Not sure if theres a specific rule in 5e, but 1d4 bleed damage at the start of the target's turn until the wound is treated would do nicely

It'd rip the shit out of leather and chainmail

>A single line of shark teeth tied with linen to a thin wooden shaft
>It'd rip the shit out of leather and chainmail
Pffahahahaha

Teeth would fall before doing any serious damage

>actually believing this
People have made these in the modern day you know, go watch the demonstrations on Youtube.
And I hope sharks are basically pointless in your campaigns.
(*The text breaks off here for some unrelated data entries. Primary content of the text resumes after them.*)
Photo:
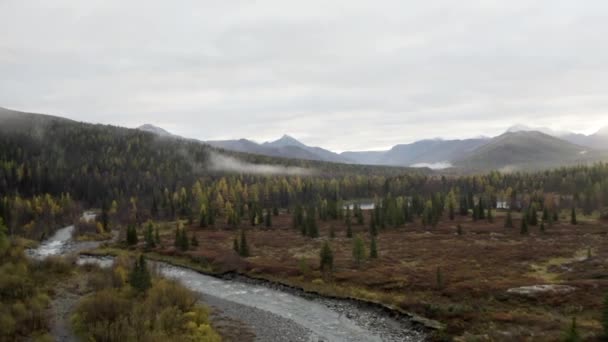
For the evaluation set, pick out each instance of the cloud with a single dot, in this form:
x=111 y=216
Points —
x=344 y=75
x=220 y=162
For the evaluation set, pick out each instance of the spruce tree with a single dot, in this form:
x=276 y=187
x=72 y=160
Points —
x=156 y=236
x=140 y=278
x=243 y=246
x=183 y=240
x=203 y=219
x=311 y=223
x=105 y=218
x=509 y=220
x=532 y=215
x=490 y=215
x=542 y=226
x=524 y=225
x=358 y=250
x=131 y=235
x=327 y=258
x=349 y=230
x=373 y=229
x=451 y=210
x=149 y=237
x=268 y=218
x=439 y=278
x=235 y=245
x=373 y=249
x=481 y=212
x=605 y=318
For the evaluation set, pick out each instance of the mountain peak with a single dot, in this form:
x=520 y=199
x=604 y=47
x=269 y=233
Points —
x=602 y=131
x=285 y=140
x=545 y=130
x=154 y=129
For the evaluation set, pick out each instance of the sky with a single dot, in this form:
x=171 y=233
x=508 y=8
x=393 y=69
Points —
x=344 y=75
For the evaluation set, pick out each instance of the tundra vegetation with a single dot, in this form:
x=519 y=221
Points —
x=436 y=245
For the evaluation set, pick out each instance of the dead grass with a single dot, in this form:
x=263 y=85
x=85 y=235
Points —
x=477 y=268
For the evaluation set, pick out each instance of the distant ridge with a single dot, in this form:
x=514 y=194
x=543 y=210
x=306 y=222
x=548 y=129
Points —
x=154 y=129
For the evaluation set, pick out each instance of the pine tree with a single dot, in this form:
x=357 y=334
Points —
x=183 y=240
x=140 y=278
x=373 y=249
x=131 y=235
x=490 y=215
x=373 y=229
x=542 y=226
x=268 y=218
x=349 y=230
x=243 y=246
x=149 y=237
x=358 y=250
x=532 y=215
x=481 y=212
x=311 y=223
x=156 y=236
x=605 y=317
x=439 y=278
x=451 y=210
x=524 y=225
x=235 y=245
x=105 y=218
x=327 y=258
x=203 y=219
x=509 y=220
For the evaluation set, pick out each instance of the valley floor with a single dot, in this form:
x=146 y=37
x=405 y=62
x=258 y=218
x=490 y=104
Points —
x=462 y=281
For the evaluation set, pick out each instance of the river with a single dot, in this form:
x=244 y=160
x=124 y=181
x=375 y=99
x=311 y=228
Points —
x=274 y=314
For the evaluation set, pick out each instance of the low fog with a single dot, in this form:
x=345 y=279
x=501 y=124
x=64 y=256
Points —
x=220 y=162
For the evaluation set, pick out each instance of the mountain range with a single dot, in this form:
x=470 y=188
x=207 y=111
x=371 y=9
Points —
x=519 y=148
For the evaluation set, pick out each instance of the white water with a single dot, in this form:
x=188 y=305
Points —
x=325 y=323
x=59 y=242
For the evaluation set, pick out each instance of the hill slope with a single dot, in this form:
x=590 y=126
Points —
x=419 y=152
x=285 y=147
x=526 y=150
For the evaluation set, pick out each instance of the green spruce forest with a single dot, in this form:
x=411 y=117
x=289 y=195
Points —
x=51 y=169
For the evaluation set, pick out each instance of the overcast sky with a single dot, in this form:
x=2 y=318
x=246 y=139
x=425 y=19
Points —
x=345 y=75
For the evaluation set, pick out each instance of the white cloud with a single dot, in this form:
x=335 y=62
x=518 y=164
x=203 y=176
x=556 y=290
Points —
x=343 y=75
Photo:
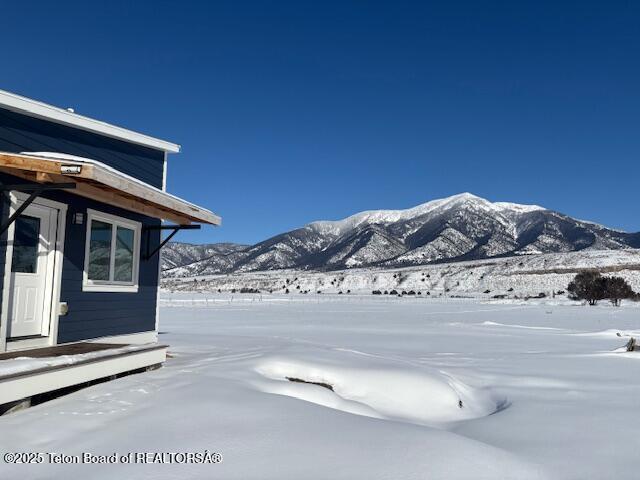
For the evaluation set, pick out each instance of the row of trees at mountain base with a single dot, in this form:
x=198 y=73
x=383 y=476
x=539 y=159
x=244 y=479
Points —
x=593 y=287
Sharks don't have their teeth tied with linen to their jaws, so they aren't point less int hat matter, also Sharks have lines and lines of teeth, they lose lots of teeth in every bite, I guess you didn't know this. Also most swimmers don't go into water in breastplates, fullplates, etc, at least in my country.

>
But that might be boring. So you could just use the stats for normal swords to keep these just as viable, just a reskin, or as has been suggested you could lower the up front damage a bit and have some damage over time for the bleeding. Just be careful about the book keeping for such. Alternatively they could be flavorful weapons for somewhat primitive enemies, in which case they may do less damage than regular swords of the same size.

I approve of user's common sense.

I'm watching vids of shark teeth clubs and macuahults in youtube right now, no test on armors (and a couple of them aren't even teeth but metal blades tied with modern fibers), could you please point me to one?

>Also most swimmers don't go into water in breastplates, fullplates, etc, at least in my country
>Anno Domini 2017
>not joining the crusade to take Jerusealem

Cheap as fuck
Easy to build
Fragile
Otherwise works like a longsword in the stats department

Completely uneducated guess, but it looks like the main threat on this weapon is causing ripping flesh wounds on exposed skin and cloth, that would become infected in primitive societies. The edge also looks fragile and has no capacity to stab deeply, but could be repaired easily.

I think the 'special' thing is that it would be easy to make and maintain in a metal-poor society. A clipped tooth could be reattached to replaced with primitive materials. I'm assuming those are iron bands, but otherwise it's a reasonable cutting weapon if inferior in most regards.

>I'm assuming those are iron bands

Natural fibres of some kind. Might be coconut.

Long or Shortsword that deals an additional damage die on unarmored targets that have a natural armor of less than 14.

I'd go with this, but I'd specify targets that aren't wearing armour. It would be very useful against beasts and monsters, but only as good as a normal weapon against armour-wearing humanoids. I'd probably make it a 1d6 weapon.

Useless against armor, but used almost exclusively in Polynesian societies. I actually have a few of these in my house of various sizes, and a knuckle duster version of it. Teeth come out pretty easily though after a few good swings

Lol u mean ultimate warrior?

>Wow those teeth kinda broke off onto the test dummy skin that looks really messy.
>Yeah I'd imagine it'd be really distracting to swing a sword with those broken teeth poking your skin with every move. Its pretty much a shark biting you.
>Lets definitely factor that into the simulator by Slytherin Studios.

Looks decorative. The teeth are not fixed...

Maybe it was dipped in poop and they will get a bad infection.

>but I would like to add something special to it. Thoughts?

It came from tribals whose jungle archipelago quickly rusts iron and steel, due to a earth-goddess which loathes how metals bring "civilization" and "progress", chopping down her trees in the process. Instead of smithing, they have an entire divine and ritualized craft based on reproducing the power of a hunted creature into the weapon and armor made of it.

Not only this weapon manages to match her metallic counterparts, it may have qualities in accordance to the teeth used. Shark teeth grant a powerful sense regarding spilled blood. Piranha teeth make one fight better in large groups. Needlefish teeth make the weapon cause deep puncture wounds instead of lacerations. Humanoid teeth make for crushing weapons which seem to almost guide one's blows towards weak points in metallic armor.

Such swords, knucles and axes are surprisingly common due to said tribals being notorious voyagers, pirates and proactive guardians of Nature.